Are there any methods like isDestroyed or isDisposed to detect whether some object is destroyed or not?
via Digitalmars-d-learn
digitalmars-d-learn at puremagic.com
Sun Dec 14 03:07:05 PST 2014
On Saturday, 13 December 2014 at 21:20:43 UTC, Andrey Derzhavin
wrote:
>>
>> import std.stdio;
>>
>> class ObjectAType {
>> bool ok;
>> this() {ok = true;}
>> }
>>
>> void main()
>> {
>> auto a = new ObjectAType;
>> assert(a.ok);
>> destroy(a);
>> assert(!a.ok); // a has been destroyed.
>> }
>>
>
> This method of detection of collected objects is what I needed.

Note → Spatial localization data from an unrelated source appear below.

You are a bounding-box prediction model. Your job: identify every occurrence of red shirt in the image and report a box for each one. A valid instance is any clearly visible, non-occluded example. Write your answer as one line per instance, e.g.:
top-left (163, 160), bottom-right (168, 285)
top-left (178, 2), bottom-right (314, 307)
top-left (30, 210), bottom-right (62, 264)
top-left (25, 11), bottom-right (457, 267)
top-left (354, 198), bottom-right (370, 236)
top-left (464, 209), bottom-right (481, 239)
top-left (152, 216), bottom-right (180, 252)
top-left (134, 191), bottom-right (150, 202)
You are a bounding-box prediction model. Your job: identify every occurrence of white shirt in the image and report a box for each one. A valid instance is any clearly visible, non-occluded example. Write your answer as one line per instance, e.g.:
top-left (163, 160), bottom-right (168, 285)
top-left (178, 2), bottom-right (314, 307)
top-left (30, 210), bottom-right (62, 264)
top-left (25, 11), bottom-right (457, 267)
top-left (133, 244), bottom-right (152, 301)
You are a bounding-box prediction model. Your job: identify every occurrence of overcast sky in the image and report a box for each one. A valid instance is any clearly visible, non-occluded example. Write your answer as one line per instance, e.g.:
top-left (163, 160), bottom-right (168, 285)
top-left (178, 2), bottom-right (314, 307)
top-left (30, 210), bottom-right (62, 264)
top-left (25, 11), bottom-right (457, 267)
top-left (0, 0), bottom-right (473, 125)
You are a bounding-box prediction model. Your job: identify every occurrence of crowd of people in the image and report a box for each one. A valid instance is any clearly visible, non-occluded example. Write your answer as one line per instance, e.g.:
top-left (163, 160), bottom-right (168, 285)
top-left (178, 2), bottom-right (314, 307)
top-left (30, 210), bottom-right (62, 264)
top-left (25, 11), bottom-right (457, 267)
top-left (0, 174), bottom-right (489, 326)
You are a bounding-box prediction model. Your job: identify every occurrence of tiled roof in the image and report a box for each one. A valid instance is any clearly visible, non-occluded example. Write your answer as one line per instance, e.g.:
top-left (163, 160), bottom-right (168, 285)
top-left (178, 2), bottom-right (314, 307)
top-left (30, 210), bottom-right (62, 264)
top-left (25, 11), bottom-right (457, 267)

> Thanks to everybody for your advise.
Be careful - the memory could still have been reused. For example:
assert(a.ok);
destroy(a);
// ... lots of code, maybe multi-threaded ...
assert(!a.ok); // can fail
If between `destroy()` and the second `assert()`, the memory of
the object is collected, a new object (of the same or different
type) can have been placed there. You will then read an arbitrary
piece of data from that new object, which may or may not evaluate
to `true`.
The only case where this can be safe is when you can guarantee
that there are no new memory allocations between the destruction
and the test, or that the GC doesn't run. The first condition may
also be no longer sufficient if the GC starts moving objects
around (the current one doesn't).
Really, in practice you just cannot safely access GC managed
resources from inside a GC destructor. You're just asking for
trouble if you try to hack around that fact.